My life is taking new and interesting turns again. I've not really decided how I feel about all of it, but I'm generally inclined to be pleased with the way that things are going.

That was Robyn-speak for "There's a new boy and I don't know what this is or where it's going and I'm afraid to be optimistic (so afraid) but I desperately want to be. I want to hope for... something. Something better. New. Different."

So we'll see.


Friday, April 13, 2007

Hey guys.

So my grandpa died yesterday and I will be in Johnson City this weekend. I should manage to get in sometime early this evening. I don't know how much free time I'll have, but it'd be nice to see some people while I'm home. So just give me a call if you want to try to get together this weekend (starting tonight). The funeral is on Sunday at 2:00 pm, if any of you are interested in that.


Monday, March 19, 2007

Still Hurting

Jamie is over and Jamie is gone

Jamie’s decided it’s time to move on

Jamie has new dreams he’s building upon

And I’m still hurting

 

Jamie arrived at the end of the line

Jamie’s convinced that the problems are mine

Jamie is probably feeling just fine

And I’m still hurting

 

What about lies, Jamie?

What about things that you swore to be true?

What about you, Jamie?

What about you?

 

Jamie is sure something wonderful died

Jamie decides it’s his right to decide

Jamie’s got secrets he doesn’t confide

And I’m still hurting

 

Go and hide and run away

Run away, run and find something better

Go and ride the sun away

Run away like it’s simple, like it’s right

 

*musical interlude*

 

Give me a day, Jamie

Bring back the lies, hang them back on the wall

Maybe I’d see how you could be

So certain that we had no chance at all

 

Jamie is over and where can I turn?

Covered with scars I did nothing to earn

Maybe there’s somewhere a lesson to learn

But that wouldn’t change the fact

That wouldn’t speed the time

Once the foundation’s cracked

And I’m still hurting

--from The Last Five Years

Because if you can't angst on your xanga, then where can you angst? Really, now...


Thursday, March 08, 2007

I am ready for Spring Break. I want to fry myself on a beach in San Diego and be warm and go to San Francisco and have a dork moment when I think about Magneto in X3 and just be away from all of this for a little while and see what happens when I come back.


Monday, February 26, 2007

I did not realize that it was possible for me to be in so much pain. Every day is torture to make it through and they don't feel like they're getting any easier.
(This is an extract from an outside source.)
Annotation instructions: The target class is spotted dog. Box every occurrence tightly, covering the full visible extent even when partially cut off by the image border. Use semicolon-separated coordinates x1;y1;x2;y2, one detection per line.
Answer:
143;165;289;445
I just don't understand why we can't just fix it. I don't understand how he can be okay with not seeing me or talking to me. I don't understand anything and it's hard. It's just so damn hard and I'm sick of being miserable and crying every day and knowing that he doesn't want to be the one to make it better for me anymore. I gave him so much of me that I don't know how to even start trying to rebuild myself. All the things that were me became me and him and now me without the him is so full of holes that she can't stand up on her own. I've collapsed and I'm not sure that there's enough of me left to make a foundation with.

Did he keep himself? He must have, because I don't feel like I have anything left of him. Just a giant, gaping hole in my life and in my heart.